When Charles and Camilla married in 2005 there was some debate as to what title Camilla, a divorcee, would take when Charles became king. At the time of their wedding, a spokesperson for the couple suggested she would take the title Princess Consort.
Queen Elizabeth's request, made in a letter to mark her 70 years on the throne, was the first time the 95-year-old queen had publicly addressed her daughter-in-law's role in the future monarchy.
Queen Consort is the title given to the spouse of a king, and under U.K. law, whoever is married to a king would immediately become that and be known as queen. There was some concern when the couple married the public might resent Camilla being known as Queen Camilla, which is why this Princess Consort title was suggested.
Over the past nearly two decades, Camilla has transformed her image and gained the public's respect with her commitments to causes, and devotion to the royal family and Charles.
She spoke to the BBC from Clarence House to highlight one of the many causes she has taken on as a royal, ending violence against women. Camilla said gaining the tile of queen consort will help her raise the profile of issues like that on which she works.
Prince William, Kate join Prince Charles, Camilla for red carpet appearance at 'No Time to Die' premiere
- Sep 28, 2021
"It does help it," she said. "I’m going to keep on with theses causes. You know, if I start something like this, I’m not going to give up mid-channel."
"I’m just going to keep going to try and help people like Diana," said Camilla, referencing Diana Parkes, whose daughter was killed by her estranged husband in 2010. "I hope I should be doing it for a lifetime."
Parkes, who joined Camilla for the BBC interview, started a foundation, the Joanna Simpson Foundation, named after her daughter, which helps young people affected by domestic violence. Camilla first met Parkes in 2016, according to the BBC.

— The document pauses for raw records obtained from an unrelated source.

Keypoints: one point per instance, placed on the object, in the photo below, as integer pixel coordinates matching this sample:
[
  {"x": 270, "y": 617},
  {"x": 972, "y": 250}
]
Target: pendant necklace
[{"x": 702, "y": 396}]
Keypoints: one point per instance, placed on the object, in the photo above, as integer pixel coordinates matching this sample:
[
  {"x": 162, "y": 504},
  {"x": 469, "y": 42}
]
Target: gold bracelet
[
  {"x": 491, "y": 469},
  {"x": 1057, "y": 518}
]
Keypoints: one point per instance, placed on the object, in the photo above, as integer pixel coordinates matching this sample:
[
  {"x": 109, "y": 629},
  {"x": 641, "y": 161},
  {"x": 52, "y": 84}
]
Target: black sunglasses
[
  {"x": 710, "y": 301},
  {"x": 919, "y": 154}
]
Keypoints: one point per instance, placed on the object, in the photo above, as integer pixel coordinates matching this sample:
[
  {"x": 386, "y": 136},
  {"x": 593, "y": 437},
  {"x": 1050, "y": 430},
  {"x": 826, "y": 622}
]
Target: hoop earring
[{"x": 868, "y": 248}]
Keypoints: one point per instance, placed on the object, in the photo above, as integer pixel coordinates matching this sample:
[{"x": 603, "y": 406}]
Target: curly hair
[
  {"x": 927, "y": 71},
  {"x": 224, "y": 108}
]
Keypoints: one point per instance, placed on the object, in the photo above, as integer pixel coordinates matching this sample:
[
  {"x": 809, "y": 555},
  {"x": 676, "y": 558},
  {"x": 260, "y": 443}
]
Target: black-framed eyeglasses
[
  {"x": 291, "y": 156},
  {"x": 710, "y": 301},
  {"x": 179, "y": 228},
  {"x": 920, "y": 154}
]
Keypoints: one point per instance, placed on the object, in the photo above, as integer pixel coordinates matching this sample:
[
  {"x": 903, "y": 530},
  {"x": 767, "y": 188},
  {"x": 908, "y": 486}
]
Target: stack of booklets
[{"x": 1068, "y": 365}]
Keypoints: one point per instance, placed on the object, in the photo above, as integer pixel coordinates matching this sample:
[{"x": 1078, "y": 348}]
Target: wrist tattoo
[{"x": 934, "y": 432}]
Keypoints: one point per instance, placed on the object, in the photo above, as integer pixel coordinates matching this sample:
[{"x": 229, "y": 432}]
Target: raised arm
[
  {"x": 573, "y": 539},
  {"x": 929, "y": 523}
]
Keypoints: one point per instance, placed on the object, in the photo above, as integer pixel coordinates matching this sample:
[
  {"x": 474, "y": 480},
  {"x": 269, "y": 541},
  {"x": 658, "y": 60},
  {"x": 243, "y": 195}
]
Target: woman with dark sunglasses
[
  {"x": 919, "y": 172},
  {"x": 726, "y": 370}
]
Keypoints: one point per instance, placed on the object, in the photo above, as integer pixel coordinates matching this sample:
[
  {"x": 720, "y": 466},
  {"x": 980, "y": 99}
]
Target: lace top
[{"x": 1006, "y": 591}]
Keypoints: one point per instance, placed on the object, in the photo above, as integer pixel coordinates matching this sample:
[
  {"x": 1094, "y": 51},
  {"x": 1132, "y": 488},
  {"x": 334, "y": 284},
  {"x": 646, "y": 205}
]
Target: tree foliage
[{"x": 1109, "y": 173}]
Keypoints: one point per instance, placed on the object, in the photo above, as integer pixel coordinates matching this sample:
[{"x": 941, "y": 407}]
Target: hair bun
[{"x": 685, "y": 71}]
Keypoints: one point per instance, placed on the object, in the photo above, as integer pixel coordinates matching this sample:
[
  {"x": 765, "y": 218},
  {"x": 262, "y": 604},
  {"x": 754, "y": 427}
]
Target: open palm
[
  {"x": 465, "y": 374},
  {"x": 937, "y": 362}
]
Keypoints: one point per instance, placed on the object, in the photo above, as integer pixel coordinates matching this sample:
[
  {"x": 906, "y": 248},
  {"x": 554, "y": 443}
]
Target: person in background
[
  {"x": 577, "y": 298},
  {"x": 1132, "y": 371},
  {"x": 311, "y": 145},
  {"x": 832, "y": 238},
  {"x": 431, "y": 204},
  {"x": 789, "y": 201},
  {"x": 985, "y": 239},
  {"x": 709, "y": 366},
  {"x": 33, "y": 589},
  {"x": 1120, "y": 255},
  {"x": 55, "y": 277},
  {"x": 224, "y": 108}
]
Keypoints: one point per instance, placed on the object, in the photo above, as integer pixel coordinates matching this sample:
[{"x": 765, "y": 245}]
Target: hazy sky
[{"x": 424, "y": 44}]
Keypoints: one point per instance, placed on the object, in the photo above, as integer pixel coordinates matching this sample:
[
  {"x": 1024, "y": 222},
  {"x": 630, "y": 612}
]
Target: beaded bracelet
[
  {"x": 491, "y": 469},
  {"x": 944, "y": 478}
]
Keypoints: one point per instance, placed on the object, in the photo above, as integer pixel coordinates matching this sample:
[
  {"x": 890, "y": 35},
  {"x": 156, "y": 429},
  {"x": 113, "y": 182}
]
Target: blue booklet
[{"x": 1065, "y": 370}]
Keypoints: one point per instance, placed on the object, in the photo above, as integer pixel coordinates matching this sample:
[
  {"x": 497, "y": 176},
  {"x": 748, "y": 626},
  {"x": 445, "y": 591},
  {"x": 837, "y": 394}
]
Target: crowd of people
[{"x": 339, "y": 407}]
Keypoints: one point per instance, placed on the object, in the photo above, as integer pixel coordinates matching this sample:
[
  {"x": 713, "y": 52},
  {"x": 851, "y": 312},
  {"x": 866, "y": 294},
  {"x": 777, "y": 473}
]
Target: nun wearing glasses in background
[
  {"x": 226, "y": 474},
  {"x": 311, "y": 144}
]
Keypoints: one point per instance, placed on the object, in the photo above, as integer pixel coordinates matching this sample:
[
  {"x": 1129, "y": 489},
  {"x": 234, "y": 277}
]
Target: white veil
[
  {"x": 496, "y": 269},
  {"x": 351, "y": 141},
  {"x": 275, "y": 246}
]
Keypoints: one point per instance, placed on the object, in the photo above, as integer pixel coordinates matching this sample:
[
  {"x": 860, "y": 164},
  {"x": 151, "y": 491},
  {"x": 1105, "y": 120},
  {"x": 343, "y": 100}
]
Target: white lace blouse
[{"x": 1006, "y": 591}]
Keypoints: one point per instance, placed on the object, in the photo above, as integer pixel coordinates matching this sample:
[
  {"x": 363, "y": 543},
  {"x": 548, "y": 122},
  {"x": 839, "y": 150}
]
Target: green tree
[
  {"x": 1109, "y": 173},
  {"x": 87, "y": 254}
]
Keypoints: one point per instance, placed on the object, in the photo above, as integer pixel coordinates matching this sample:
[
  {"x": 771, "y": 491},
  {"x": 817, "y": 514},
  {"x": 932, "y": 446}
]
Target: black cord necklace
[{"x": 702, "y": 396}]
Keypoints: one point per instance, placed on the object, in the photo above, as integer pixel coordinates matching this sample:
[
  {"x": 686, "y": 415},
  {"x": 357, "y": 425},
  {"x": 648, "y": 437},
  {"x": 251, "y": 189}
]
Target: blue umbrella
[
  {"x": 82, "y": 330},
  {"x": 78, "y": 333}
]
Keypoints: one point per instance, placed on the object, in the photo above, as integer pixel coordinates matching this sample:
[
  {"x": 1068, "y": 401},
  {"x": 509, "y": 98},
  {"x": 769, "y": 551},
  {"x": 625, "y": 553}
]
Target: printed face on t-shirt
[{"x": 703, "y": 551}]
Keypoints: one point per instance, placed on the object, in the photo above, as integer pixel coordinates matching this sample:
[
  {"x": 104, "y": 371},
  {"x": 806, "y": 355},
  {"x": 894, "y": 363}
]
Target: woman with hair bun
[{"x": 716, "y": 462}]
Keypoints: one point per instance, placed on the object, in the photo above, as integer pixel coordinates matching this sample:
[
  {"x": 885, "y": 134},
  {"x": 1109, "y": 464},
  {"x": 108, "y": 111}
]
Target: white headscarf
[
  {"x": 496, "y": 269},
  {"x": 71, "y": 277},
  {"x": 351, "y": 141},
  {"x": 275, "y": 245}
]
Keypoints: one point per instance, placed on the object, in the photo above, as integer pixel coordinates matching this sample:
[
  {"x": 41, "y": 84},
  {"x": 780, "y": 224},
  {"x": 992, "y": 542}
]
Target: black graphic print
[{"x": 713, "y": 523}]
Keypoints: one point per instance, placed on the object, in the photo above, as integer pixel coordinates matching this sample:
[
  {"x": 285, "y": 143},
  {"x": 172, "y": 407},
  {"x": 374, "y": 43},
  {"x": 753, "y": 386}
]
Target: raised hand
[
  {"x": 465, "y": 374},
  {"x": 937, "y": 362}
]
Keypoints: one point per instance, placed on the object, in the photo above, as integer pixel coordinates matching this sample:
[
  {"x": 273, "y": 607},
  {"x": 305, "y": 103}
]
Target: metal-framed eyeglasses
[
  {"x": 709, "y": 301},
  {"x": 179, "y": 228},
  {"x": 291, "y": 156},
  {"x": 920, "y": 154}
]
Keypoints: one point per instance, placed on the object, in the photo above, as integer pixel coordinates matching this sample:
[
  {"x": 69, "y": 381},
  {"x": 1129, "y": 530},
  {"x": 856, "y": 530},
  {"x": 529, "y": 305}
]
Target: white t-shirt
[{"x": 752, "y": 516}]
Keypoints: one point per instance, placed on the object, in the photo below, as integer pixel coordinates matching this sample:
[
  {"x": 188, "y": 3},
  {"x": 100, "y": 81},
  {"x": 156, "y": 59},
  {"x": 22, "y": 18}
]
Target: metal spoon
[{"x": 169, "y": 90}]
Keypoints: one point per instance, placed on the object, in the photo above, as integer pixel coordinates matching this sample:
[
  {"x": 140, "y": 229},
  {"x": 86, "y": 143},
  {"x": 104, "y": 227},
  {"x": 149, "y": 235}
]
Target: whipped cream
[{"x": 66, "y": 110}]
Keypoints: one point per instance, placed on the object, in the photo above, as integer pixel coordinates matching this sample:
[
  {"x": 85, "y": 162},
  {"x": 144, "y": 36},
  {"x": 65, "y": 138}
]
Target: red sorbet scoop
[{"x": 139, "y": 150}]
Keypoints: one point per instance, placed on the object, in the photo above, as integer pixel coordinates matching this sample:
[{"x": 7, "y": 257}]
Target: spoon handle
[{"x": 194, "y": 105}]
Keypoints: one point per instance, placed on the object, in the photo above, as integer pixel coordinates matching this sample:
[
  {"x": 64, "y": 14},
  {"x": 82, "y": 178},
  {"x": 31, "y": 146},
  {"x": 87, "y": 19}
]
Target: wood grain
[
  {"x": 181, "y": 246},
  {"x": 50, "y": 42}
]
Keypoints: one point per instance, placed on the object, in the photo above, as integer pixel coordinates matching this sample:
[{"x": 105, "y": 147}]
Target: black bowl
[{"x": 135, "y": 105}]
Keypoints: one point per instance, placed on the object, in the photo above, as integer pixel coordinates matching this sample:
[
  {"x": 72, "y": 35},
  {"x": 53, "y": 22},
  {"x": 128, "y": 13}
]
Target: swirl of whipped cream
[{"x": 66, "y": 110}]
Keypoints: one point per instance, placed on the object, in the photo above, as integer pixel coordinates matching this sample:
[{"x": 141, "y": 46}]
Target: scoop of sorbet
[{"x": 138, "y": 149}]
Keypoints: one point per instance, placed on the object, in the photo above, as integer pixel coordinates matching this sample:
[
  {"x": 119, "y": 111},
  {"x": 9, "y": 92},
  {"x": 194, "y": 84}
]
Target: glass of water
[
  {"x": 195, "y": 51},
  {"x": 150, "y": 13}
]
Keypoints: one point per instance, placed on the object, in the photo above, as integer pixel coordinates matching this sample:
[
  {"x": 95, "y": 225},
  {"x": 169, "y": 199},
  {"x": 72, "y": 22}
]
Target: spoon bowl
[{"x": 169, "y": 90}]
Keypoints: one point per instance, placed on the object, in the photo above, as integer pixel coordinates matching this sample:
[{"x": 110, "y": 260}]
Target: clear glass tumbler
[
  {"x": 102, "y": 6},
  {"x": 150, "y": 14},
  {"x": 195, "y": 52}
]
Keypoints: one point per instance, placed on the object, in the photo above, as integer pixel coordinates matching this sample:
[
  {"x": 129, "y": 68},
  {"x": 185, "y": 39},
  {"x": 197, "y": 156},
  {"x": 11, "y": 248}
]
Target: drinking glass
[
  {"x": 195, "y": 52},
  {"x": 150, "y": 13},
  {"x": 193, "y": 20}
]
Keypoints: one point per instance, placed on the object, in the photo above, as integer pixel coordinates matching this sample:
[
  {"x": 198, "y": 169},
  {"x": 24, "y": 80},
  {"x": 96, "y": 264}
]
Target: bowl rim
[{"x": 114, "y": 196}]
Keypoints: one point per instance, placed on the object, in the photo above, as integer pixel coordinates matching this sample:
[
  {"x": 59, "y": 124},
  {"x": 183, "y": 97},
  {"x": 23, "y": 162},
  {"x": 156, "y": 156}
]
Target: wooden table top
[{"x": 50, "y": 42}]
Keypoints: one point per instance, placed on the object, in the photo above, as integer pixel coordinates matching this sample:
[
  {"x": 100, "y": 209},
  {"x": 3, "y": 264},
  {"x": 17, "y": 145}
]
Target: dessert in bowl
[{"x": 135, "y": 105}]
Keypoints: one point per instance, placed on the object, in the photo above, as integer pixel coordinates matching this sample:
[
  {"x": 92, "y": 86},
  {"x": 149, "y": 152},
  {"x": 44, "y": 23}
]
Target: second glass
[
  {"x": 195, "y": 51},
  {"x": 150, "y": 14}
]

"I was so deeply shocked," Camilla said of her first meeting with Parkes. "I don't think in those days I really knew that much about domestic abuse because it was ... a very hush-hush subject and it was a taboo subject, so to actually sit there and have somebody talking about, well, I'll never forget that moment."
"And I don't think I would be as involved in it now, if I hadn't met you," Camilla said to Parkes.
Camilla, making her first in-person public appearance since testing positive for COVID-19 earlier this month, said she wants to see a culture change when it comes to violence against women, noting the change starts at an early age.
"I think children at school have got to be taught respect," she said. "We have got to go back to the beginnings and just build up this idea that you have to have respect for human beings. It's lack of respect. It's treating women like chattels and people thinking they can get away with it."